SAN FRANCISCO — A former East Bay resident who was extradited back to the United States after fleeing to Honduras has been sentenced to five years for fentanyl trafficking, court records show.
Gustavo Erazo was sentenced earlier this month by Senior U.S. District Judge Charles Breyer, court records show. Erazo was indicted with two others in 2023, after a series of federal raids the previous year, targeting a drug ring’s stash houses in Oakland and Berkeley.
Approximately 15 pounds of the deadly drug were found at the Berkeley stash house, and about one-and-a-half pounds were found at Erazo’s Oakland home, prosecutors said. All told, more than $50,086 in cash was also seized, most of which was in the possession of one of Erazo’s co-defendants.
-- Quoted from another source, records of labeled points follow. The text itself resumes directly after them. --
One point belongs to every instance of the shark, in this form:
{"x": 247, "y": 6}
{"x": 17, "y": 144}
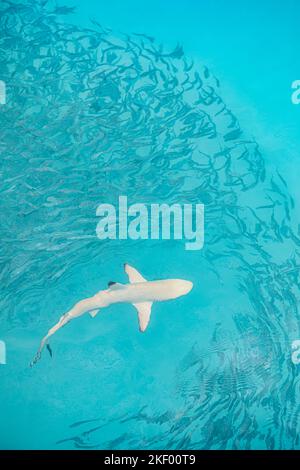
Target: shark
{"x": 139, "y": 292}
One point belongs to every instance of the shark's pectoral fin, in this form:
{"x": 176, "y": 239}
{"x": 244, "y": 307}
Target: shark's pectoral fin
{"x": 93, "y": 313}
{"x": 144, "y": 313}
{"x": 133, "y": 275}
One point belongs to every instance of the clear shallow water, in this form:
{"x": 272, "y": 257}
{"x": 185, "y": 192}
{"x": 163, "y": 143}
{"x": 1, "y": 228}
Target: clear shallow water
{"x": 92, "y": 112}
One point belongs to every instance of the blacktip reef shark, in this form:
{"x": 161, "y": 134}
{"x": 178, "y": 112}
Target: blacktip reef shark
{"x": 139, "y": 292}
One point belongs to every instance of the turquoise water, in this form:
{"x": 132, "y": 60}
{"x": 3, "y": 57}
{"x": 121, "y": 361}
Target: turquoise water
{"x": 93, "y": 113}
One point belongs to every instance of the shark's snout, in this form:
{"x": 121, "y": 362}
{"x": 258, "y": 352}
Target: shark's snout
{"x": 188, "y": 286}
{"x": 182, "y": 287}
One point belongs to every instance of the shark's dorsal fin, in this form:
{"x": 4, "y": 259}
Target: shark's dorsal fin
{"x": 115, "y": 285}
{"x": 133, "y": 274}
{"x": 93, "y": 313}
{"x": 144, "y": 313}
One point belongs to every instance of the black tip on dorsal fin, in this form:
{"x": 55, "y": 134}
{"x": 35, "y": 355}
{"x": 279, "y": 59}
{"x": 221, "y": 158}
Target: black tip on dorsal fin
{"x": 49, "y": 350}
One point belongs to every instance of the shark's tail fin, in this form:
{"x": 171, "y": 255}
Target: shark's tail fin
{"x": 93, "y": 313}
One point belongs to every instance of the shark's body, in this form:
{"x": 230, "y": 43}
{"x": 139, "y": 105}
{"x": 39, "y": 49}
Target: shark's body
{"x": 139, "y": 292}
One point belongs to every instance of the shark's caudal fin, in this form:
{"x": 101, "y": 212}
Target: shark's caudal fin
{"x": 144, "y": 313}
{"x": 133, "y": 275}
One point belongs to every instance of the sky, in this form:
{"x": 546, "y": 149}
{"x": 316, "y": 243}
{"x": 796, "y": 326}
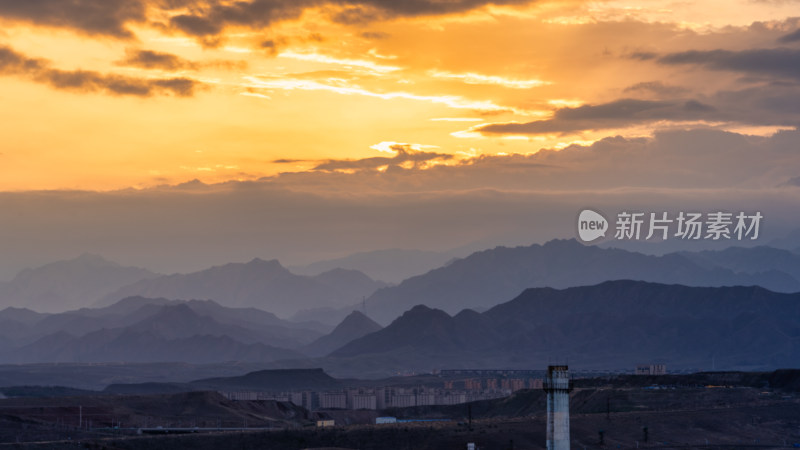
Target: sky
{"x": 176, "y": 134}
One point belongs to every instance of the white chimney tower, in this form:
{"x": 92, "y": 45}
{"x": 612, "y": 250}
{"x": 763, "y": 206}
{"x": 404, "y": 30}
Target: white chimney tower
{"x": 557, "y": 385}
Erazo’s case was highlighted by the U.S. Department of Justice last year, after he was extradited from Honduras to face charges in the Bay Area. Erazo’s co-defendants, Melvin Diaz-Arteaga and Luis Erazo-Centeno, were sentenced to 78 and 56 months in federal prison, respectively.
In court filings, Erazo’s attorney described his tragic background and argued for leniency, writing that Erazo, “was born in Honduras and raised, along with five siblings, in extreme poverty; he recounted that he was forced to start working at age 10 and went hungry at times,” then lost his brother to gun violence at age 12.
Erazo came to the United States in 2000, spending time in Georgia, taking a brief return to Honduras to be with his family, then coming to San Francisco, where he began selling fentanyl in the city’s Tenderloin neighborhood, according to court records.
“When you do things that you know aren’t right, it’s not because you want to do something bad, but it’s just necessity,” Erazo told his probation officer, according to the defense sentencing memo. “I didn’t have a place to live. I wish I had been able to do something else for money.”